1

I was a bit surprised that using double slash as comments seems to be valid XML.

The following parses correctly with Python and xml.etree.ElementTree and under xmllint --format:

<root>
    <child1>text1</child1>
    <child2></child2> //this is a valid comment
    <child3></child3>
</root>

I first thought that this could be seen as text node for root element, but trying it on python3 proved me wrong:

>>> import xml.etree.ElementTree as ET
>>> r=ET.parse("test.xml").getroot()
>>> r.text
'\n    '
>>> child2=r[1]
>>> child2.text
>>> ET.tostring(child2)
b'<child2 /> //this is a valid comment\n    ' 

Can someone point me to the spec where this is allowed ?

kjhughes
  • 89,675
  • 16
  • 141
  • 199
navidof
  • 13
  • 3

3 Answers3

5

XML Explanation

No, comments can only be <!-- comment --> in XML. You're seeing //this is a valid comment as text, which is allowed between elements in mixed content. You could just as easily have left out the //.

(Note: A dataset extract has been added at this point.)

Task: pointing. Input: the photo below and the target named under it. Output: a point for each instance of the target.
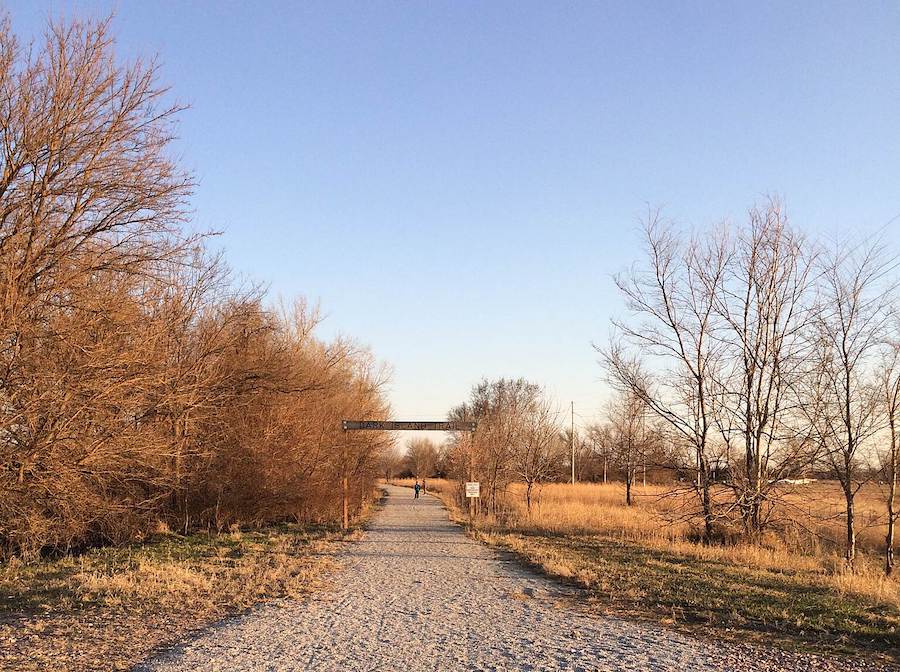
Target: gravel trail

Python ElementTree Explanation

ET.tostring(e) is returning e.tail (the text appearing after e) as part of its string representation of e. This can be confusing as most would expect ET.tostring(e) to return strictly some string value of the element of e and not include its text node sibling. But, since e.tail is part of ET's element data structure, I suppose ET's designers felt justified in including e.tail too.

kjhughes
  • 89,675
  • 16
  • 141
  • 199
2

This is not a valid comment but rather a text-node of the <root> element.

<child2></child2> //this is a valid comment

would be seen as

...element-node("child2"), text-node(" //this is a valid comment\n"), element-node("child3")...

What you want is

<child2></child2> <!-- this is a valid comment -->

which would translate to a real XML-comment-node

...element-node("child2"), comment-node(" //this is a valid comment"), element-node("child3")...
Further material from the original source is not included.